Die Aktivierung von HTTPS für das ZimaOS-Dashboard verleiht Jellyfin, Vaultwarden, Nginx Proxy Manager oder jeder anderen Docker-Anwendung nicht automatisch eine HTTPS-Adresse. Dieses Missverständnis war der eigentliche Auslöser für diesen Thread vom Februar 2026. Der Nutzer hatte HTTPS in den ZimaOS-Einstellungen aktiviert, das für die ZimaOS-Oberfläche generierte Zertifikat gespeichert und versucht, es in Nginx Proxy Manager zu importieren. Jellyfin und NPM verhielten sich jedoch weiterhin nicht wie erwartet.

Im weiteren Verlauf führte der Thread schließlich zu einer funktionierenden Community-Konfiguration: Nginx Proxy Manager als TLS-Terminierungspunkt für einzelne Anwendungen verwenden, das ZimaOS-Gateway von den Ports 80 und 443 wegverlegen, wenn diese Ports vom Reverse-Proxy benötigt werden, über DuckDNS einen Hostnamen konfigurieren und ein Zertifikat für diesen Hostnamen ausstellen. Der ursprüngliche Nutzer veröffentlichte später einen Screenshot, der die Proxy Hosts als online zeigte, und fasste das Ergebnis als funktionierend zusammen.

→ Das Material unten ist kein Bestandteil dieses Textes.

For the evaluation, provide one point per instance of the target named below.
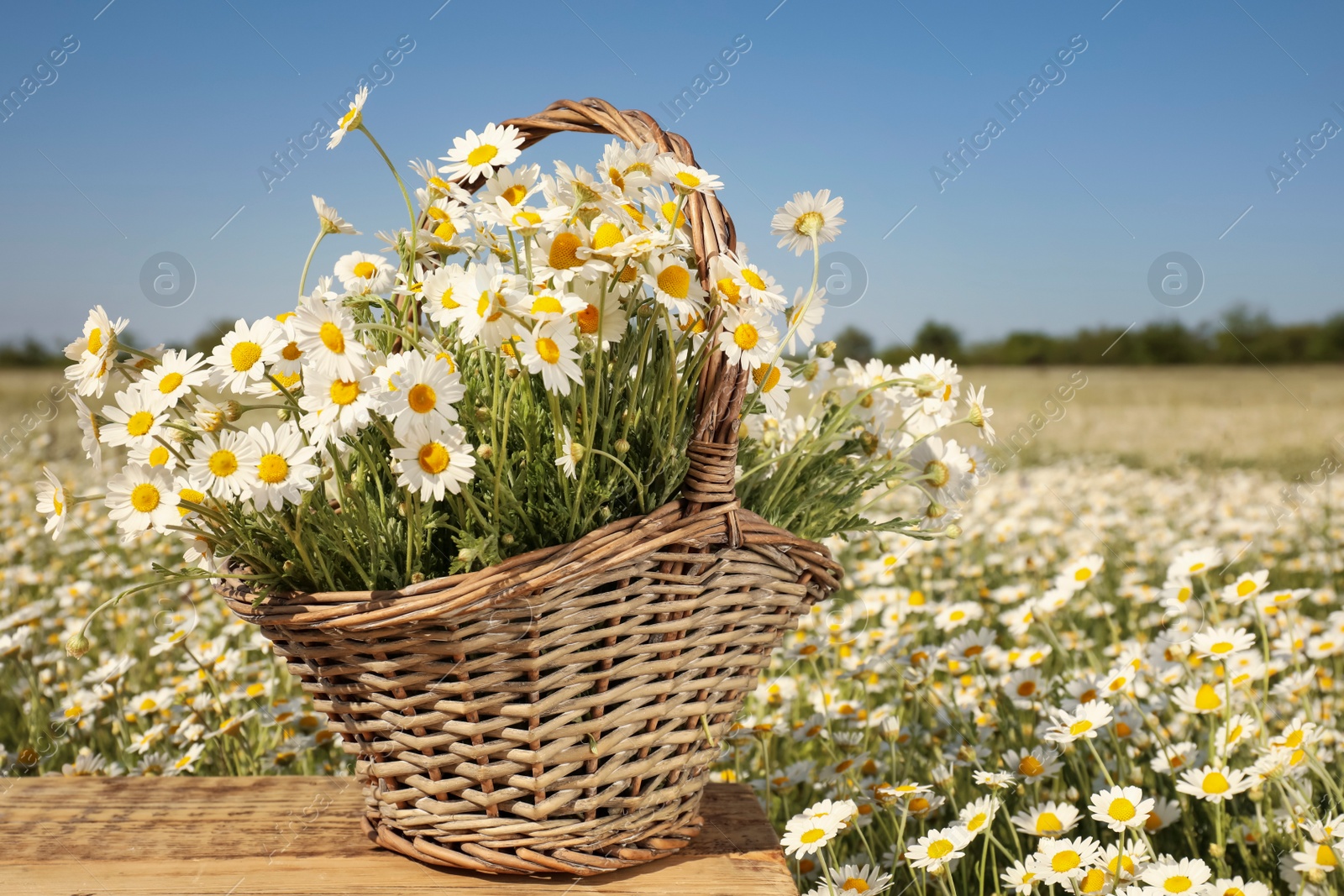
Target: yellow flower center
(1047, 822)
(481, 155)
(272, 469)
(423, 398)
(746, 336)
(548, 349)
(810, 223)
(1093, 882)
(1121, 809)
(606, 234)
(770, 379)
(140, 422)
(245, 355)
(433, 458)
(223, 463)
(344, 391)
(588, 318)
(1207, 698)
(564, 251)
(333, 338)
(144, 497)
(546, 305)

Die drei getrennten HTTPS-Ebenen verstehen

Es gibt drei verschiedene Dinge, die leicht miteinander verwechselt werden:

  • HTTPS für das ZimaOS-Dashboard schützt die ZimaOS-Verwaltungsoberfläche selbst.
  • HTTP der Anwendung ist der normale interne Port, den eine Anwendung wie Jellyfin verwendet.
  • HTTPS des Reverse-Proxys ist ein öffentlicher oder lokaler Hostname, der TLS beendet und den Datenverkehr an den internen HTTP-Port der Anwendung weiterleitet.

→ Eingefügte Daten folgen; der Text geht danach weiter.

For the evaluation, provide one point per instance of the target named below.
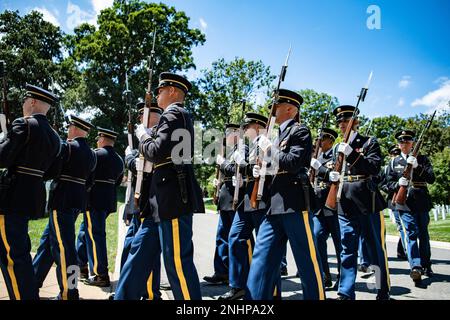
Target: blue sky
(333, 49)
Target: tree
(222, 88)
(32, 49)
(121, 44)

Das für die ZimaOS-Verwaltungsoberfläche generierte Zertifikat ist daher kein universelles Zertifikat für jede Anwendung. Ein Reverse-Proxy benötigt ein Zertifikat, dessen Hostname mit der Adresse übereinstimmt, die Nutzer tatsächlich im Browser öffnen.

Nginx Proxy Manager als HTTPS-Einstiegspunkt verwenden

Der am besten wiederverwendbare Teil der Community-Lösung ist die Architektur und nicht die exakte Portkonfiguration aus dem Jahr 2026. Nginx Proxy Manager empfängt HTTPS-Anfragen für Hostnamen wie jellyfin.example.net und leitet sie an den lokalen HTTP-Dienst von Jellyfin weiter. Jellyfin kann weiterhin auf seinem normalen internen Port lauschen; das öffentliche Zertifikat muss nicht von Jellyfin selbst verwaltet werden.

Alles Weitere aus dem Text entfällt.